Let $D$ be an integral domain with fraction field $K$. Let $V$, $W$ be multiplicatively closed subsets of $D$. Consider the rings of fractions $V^{-1}D$ and $W^{-1}D$ as subrings of $K$. Is $(V^{-1}D) \cap (W^{-1}D)$ also a ring of fractions of $D$? That is, does there exist a multiplicative subset $S$ of $D$ such that $(V^{-1}D) \cap (W^{-1}D) = S^{-1}D$?
It seems unlikely, but I am unable to come up with a counterexample.
I don't know the full answer to the question, but here's a partial answer:
We always have the inclusion $D_{V \cap W} \subseteq D_V \cap D_W$.
The reverse inclusion holds, provided that both $V$ and $W$ (or their saturations) are complements of finite unions of primes.
I claim (1) is obvious. Here's my proof of (2):
Say $V=D \setminus \bigcup_{i=1}^n {\frak p}_i$ and $W = D \setminus \bigcup_{j=1}^m {\frak q}_j$. Let $\alpha \in D_V \cap D_W$. Let $I := \{d\in D : d\alpha \in D\}$. Clearly $I$ is an ideal of $D$.

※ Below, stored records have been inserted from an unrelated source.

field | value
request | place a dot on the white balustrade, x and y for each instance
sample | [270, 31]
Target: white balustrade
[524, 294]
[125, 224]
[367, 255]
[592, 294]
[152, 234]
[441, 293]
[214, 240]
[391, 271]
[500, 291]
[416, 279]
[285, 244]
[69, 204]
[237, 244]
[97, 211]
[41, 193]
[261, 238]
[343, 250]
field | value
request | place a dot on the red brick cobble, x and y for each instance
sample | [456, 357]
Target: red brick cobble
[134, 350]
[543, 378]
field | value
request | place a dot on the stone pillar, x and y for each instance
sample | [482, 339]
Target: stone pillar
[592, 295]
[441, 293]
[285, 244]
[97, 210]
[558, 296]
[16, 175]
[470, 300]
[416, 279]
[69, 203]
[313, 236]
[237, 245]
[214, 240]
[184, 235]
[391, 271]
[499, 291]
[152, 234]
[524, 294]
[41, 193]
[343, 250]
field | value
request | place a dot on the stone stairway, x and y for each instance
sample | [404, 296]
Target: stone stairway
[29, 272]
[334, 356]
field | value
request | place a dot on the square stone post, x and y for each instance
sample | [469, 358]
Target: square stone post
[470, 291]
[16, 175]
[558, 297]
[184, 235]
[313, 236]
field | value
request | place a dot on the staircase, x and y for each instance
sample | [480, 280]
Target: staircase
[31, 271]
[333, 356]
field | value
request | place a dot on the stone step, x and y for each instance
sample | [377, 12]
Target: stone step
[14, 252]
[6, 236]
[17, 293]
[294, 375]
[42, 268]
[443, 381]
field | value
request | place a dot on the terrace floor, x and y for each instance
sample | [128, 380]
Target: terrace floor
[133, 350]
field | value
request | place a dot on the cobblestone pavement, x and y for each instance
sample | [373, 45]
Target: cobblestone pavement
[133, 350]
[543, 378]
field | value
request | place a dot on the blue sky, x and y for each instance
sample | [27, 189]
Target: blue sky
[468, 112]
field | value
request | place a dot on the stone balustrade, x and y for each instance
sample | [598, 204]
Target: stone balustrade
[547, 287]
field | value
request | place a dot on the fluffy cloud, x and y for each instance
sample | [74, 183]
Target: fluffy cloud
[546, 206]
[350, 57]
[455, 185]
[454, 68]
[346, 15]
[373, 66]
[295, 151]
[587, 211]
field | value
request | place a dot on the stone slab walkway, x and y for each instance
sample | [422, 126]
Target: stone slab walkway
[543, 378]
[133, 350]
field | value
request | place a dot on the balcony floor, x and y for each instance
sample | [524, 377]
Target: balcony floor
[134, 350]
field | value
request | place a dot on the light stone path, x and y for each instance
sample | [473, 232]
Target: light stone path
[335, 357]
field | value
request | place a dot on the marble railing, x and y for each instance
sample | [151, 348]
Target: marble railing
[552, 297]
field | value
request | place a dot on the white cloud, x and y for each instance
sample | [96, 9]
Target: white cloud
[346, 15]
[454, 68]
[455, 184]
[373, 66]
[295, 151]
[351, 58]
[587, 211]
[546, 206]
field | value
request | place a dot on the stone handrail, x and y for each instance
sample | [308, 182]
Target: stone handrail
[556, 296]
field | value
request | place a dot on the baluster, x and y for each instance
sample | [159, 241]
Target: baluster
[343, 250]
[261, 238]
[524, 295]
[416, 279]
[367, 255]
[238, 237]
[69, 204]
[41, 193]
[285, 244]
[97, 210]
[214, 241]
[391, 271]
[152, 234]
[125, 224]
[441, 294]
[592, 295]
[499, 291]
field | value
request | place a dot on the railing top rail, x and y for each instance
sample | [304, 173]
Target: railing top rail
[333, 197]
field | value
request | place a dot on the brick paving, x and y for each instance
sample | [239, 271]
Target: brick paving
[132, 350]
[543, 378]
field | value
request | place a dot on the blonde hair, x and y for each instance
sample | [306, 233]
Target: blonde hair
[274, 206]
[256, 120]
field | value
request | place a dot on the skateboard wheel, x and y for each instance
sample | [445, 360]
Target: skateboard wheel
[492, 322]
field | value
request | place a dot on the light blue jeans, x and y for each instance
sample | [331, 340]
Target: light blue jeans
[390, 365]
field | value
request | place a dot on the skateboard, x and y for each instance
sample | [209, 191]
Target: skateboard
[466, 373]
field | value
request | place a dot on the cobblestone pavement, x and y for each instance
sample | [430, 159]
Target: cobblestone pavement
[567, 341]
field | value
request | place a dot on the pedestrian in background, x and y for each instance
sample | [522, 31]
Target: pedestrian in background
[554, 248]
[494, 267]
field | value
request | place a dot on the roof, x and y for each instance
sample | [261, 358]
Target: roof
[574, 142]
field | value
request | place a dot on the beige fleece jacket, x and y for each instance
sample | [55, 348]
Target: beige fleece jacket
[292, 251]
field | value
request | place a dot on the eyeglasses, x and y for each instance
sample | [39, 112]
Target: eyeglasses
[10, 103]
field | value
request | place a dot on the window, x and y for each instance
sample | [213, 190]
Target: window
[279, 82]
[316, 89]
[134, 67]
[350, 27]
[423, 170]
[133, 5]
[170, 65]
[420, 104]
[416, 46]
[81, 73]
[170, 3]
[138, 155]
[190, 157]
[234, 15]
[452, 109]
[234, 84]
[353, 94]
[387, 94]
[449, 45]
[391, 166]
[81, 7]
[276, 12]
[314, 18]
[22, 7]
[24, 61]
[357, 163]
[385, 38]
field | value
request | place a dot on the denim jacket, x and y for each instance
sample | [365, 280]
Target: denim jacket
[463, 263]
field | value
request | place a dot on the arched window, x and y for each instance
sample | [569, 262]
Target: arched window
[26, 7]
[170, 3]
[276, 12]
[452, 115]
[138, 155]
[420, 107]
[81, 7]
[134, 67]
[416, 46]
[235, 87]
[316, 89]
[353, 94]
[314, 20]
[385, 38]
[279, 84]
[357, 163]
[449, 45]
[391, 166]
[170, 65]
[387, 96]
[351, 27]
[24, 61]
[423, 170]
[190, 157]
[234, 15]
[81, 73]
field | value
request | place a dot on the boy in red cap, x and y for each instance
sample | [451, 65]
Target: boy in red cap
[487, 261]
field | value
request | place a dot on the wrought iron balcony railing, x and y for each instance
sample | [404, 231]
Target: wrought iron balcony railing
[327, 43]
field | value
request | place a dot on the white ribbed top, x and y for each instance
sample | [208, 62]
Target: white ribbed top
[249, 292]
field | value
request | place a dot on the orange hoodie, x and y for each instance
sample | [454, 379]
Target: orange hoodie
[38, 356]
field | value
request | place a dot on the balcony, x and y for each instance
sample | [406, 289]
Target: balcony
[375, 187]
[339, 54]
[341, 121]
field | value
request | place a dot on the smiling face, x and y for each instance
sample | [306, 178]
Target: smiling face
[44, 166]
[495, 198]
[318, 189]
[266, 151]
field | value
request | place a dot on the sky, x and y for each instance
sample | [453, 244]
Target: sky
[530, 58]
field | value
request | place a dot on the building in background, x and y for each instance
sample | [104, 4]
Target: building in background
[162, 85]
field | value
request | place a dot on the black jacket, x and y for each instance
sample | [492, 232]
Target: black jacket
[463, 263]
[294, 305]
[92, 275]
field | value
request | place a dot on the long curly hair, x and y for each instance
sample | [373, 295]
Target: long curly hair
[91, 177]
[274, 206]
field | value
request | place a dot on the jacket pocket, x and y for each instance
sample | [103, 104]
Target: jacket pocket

Suppose $I \subseteq (\cup_i {\frak p}_i) \bigcup (\cup_j {\frak q}_j)$. Then by prime avoidance, either $I \subseteq {\frak p}_i$ for some $1\leq i \leq n$ or $I \subseteq {\frak q}_j$ for some $1\leq j \leq m$. But the first statement contradicts $\alpha \in D_V$ (since there is some $v\in V$, hence not in any ${\frak p}_i$, with $v\in I$) and the second contradicts $\alpha \in D_W$ for analogous reasons.

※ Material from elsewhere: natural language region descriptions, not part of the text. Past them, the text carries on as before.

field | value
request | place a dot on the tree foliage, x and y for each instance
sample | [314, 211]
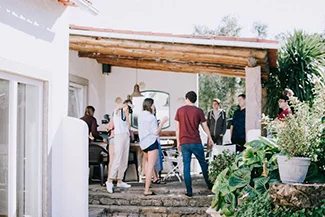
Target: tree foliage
[260, 29]
[301, 57]
[213, 86]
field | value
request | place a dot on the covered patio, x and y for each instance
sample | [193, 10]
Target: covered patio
[247, 58]
[153, 53]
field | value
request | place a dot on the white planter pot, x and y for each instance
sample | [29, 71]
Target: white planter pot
[293, 170]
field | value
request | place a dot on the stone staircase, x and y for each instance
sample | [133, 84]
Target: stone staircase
[170, 201]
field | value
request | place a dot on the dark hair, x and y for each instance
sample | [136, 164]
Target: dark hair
[191, 95]
[284, 97]
[147, 103]
[286, 91]
[127, 101]
[89, 110]
[217, 101]
[242, 96]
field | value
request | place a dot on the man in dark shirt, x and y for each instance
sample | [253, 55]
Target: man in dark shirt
[188, 119]
[238, 125]
[91, 122]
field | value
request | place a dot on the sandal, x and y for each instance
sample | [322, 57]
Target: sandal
[149, 194]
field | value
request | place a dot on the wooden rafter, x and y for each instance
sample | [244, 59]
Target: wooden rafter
[189, 58]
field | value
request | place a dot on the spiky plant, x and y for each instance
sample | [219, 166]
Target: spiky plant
[300, 59]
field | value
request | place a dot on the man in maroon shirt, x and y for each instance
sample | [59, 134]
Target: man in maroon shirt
[188, 119]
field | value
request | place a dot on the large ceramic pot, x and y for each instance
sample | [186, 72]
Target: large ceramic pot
[293, 170]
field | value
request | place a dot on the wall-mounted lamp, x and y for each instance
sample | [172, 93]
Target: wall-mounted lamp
[106, 69]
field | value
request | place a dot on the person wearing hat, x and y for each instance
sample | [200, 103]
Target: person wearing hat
[217, 122]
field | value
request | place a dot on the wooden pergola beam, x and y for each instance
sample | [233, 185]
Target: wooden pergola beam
[169, 47]
[163, 54]
[173, 66]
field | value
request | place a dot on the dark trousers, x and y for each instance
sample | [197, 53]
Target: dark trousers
[217, 140]
[239, 144]
[198, 151]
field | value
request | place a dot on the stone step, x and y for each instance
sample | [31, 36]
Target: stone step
[166, 200]
[169, 188]
[136, 211]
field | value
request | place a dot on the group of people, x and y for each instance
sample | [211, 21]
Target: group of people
[217, 123]
[119, 141]
[188, 120]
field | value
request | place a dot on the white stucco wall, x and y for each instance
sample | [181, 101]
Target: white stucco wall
[92, 71]
[122, 80]
[103, 89]
[34, 43]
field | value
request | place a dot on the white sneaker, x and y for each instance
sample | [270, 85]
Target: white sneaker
[123, 185]
[109, 187]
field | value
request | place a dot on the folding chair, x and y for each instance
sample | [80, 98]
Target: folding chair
[174, 164]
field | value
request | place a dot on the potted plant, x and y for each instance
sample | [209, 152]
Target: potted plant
[299, 136]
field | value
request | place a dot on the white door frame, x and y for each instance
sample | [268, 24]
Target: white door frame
[12, 141]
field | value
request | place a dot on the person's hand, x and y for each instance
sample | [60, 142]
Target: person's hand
[210, 144]
[164, 120]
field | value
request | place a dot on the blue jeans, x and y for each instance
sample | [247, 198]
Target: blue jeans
[198, 151]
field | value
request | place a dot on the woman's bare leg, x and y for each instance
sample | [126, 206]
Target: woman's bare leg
[152, 158]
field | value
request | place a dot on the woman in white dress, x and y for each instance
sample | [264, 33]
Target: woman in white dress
[148, 134]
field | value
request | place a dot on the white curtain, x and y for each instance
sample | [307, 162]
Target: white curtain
[29, 151]
[4, 123]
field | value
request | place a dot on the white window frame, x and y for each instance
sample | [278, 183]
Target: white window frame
[80, 83]
[12, 141]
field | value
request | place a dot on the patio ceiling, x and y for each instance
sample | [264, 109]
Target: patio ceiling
[226, 56]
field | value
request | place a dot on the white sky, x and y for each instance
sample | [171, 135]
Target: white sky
[180, 16]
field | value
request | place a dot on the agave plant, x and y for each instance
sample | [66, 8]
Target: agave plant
[249, 176]
[301, 58]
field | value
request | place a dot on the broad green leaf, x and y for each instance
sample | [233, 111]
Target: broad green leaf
[250, 156]
[260, 184]
[265, 172]
[220, 179]
[269, 142]
[240, 178]
[255, 144]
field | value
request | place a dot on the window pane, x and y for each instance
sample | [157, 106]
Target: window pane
[4, 130]
[29, 183]
[161, 102]
[75, 102]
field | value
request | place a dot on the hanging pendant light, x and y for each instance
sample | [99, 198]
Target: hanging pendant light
[136, 88]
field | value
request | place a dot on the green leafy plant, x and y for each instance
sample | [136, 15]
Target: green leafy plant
[248, 177]
[299, 135]
[262, 207]
[301, 57]
[221, 162]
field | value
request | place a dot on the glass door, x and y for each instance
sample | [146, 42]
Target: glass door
[21, 118]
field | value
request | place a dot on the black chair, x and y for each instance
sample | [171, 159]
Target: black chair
[98, 156]
[133, 160]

Thus, $I \nsubseteq (\cup_i {\frak p}_i) \bigcup (\cup_j {\frak q}_j) = D \setminus (V \cap W)$, which means that $I \cap (V \cap W) \neq \emptyset$. Let $d\in V \cap W$. Then $d\alpha \in D$, so that $\alpha \in D_dfd \subseteq D_{V \cap W}$.

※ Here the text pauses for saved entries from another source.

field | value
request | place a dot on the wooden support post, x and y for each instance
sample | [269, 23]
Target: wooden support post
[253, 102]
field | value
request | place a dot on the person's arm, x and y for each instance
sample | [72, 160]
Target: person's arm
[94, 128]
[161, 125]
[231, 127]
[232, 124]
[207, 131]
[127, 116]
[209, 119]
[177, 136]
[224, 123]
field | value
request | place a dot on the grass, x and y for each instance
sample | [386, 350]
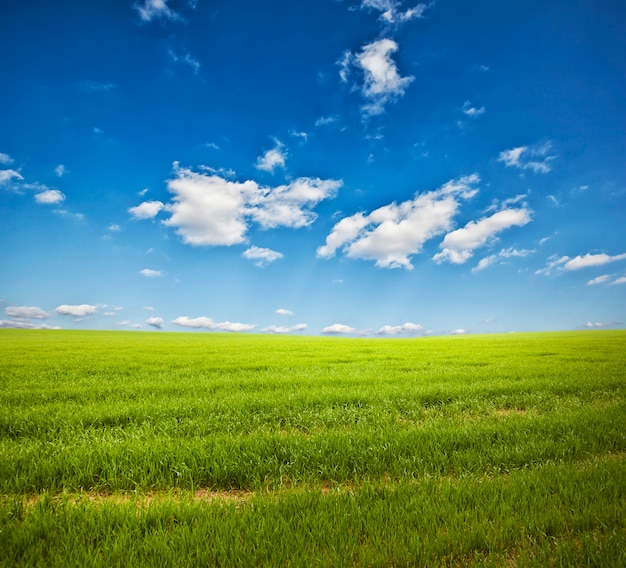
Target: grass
[242, 450]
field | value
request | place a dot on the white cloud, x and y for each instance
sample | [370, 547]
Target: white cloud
[533, 158]
[458, 246]
[407, 327]
[391, 234]
[283, 312]
[77, 311]
[50, 196]
[155, 9]
[391, 13]
[281, 329]
[470, 110]
[8, 175]
[146, 210]
[211, 210]
[273, 158]
[5, 159]
[497, 258]
[149, 273]
[208, 323]
[339, 329]
[382, 82]
[25, 312]
[263, 256]
[155, 322]
[591, 260]
[599, 280]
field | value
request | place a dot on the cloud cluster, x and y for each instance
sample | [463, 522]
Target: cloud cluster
[282, 329]
[579, 262]
[534, 158]
[208, 323]
[382, 83]
[458, 246]
[391, 234]
[262, 256]
[391, 13]
[156, 9]
[407, 327]
[77, 311]
[208, 209]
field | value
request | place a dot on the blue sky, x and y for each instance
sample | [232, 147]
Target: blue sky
[360, 167]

However, I don't know whether your question has a positive answer when $V$, $W$ correspond to infinite unions of primes. An interesting special case would be when $V$, $W$ correspond to (the saturations of) the powers of single elements. That is, is $D_x \cap D_y$ always a ring of fractions of $D$, where $x, y \in D \setminus \{0\}$?